SEO is far more than keywords with more subtle structural aspects of websites and pages playing an increasing important role as this can communicate the importance oof the content in relation to other items on the website.  But unfortunately, the website structure can often be the biggest problem for a SEO to rectify when a web designer get’s it wrong.

So here’s a few key points to note for web developers that want to build more SEO into their builds

  • Folder structure – group related content
  • Flat structure and landing pages – don’t make your site excessively deep and place key landing pages in the root folder or at least closer to the root
  • Hyphenate URLs – separate words in the URL with hyphens. Underscore is OK, but less preferred
  • Keyword-rich URLs – make sure you permanently redirect old URLs
  • Use a CMS that rocks – this is a massive topic, but ensure that site structure can me managed easily, bespoke decisions can be made to each page, title tags and headings can be optimised, URLs personalised, etc, etc…
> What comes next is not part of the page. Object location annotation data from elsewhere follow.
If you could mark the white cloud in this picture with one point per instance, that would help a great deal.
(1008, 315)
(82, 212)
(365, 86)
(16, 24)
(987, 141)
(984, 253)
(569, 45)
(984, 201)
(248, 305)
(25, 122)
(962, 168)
6. A clear call to action – brand-building, results and ROI

You might think that SEO is just about driving volume to a website, but this is not so.  SEO has different goals from site-to-site, but most frequently it is about driving quality traffic that converts.

But how do we measure this quality?  Within out remit we measure the conversions, cost per accounts, the average account value, and ultimately the return on investment (ROI).  SEO is not a fluffy, blackbox exercise, but instead it’s a hardened, tried and tested marketing service.

7. Keywords and Key Results

As stated, web structure plays a massive role in SEO, but so too do the keywords used.  Your getting closer to getting your client more visibility when you inform all the aove decisions with some keyword research.  Answering the question: what and how are people searching for in your niche?  Don’t be shy about using the odd keyword research tool or two to help structure your site, build greater relevancy into your URLs or anchor text.  You can do a whole lot with this kind of information if used correctly.

The wrap-up…

A websites true design value is what needs it serves the client.  If it’s an ecommerce site that looks pretty and has loads of cool widgets, but offers little in the way of commercial intent, you have missed a trick, and most importantly the client won’t see a return on their investment.  It is a capital purchase at the end of the day, so let’s ensure a multi-discipline web design service is delivered.   Design and development could do a great deal to help website owners get the most out of their website and online visibility.

These are quite obviously general rules and bespoke site-by-site decisions need to be made but I hope they helped a tad in prompting a little more inclusion of SEO in to the website design and development process.  And thanks for reading!